Identifying antibodies early allows for:
- Monitoring progression
- Addressing immune triggers
- Supporting thyroid tissue before advanced failure occurs
- Why a Functional Medicine Approach May Be More Beneficial
- A standard treatment model often prescribes synthetic T4 (levothyroxine) when TSH rises above range.
While this may normalize TSH, it does not always address:
- Poor T4-to-T3 conversion
- Elevated reverse T3
- Ongoing autoimmune activity
- Nutrient deficiencies affecting thyroid function
- Inflammation or stress physiology
- A comprehensive approach evaluates:
- Hormone production
- Hormone conversion
- Immune activity
- Inflammatory burden
- Nutritional cofactors
This broader assessment can help determine whether:
- Autoimmunity is present
- Thyroid dysfunction is fluctuating
- Stress physiology is contributing
- A more individualized treatment strategy is appropriate
In Summary
- This panel goes beyond “Is the TSH normal?” and helps determine:
- Is the thyroid under autoimmune attack?

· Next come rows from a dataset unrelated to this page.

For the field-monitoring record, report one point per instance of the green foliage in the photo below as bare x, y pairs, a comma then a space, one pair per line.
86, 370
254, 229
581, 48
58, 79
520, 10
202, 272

- Is hormone production adequate?
- Is hormone conversion functioning properly?
- Is stress or inflammation suppressing metabolism?
For patients with fatigue, mood changes, weight shifts, hair loss, cold intolerance, brain fog, or fluctuating thyroid labs, a more comprehensive evaluation may provide clarity that basic screening does not.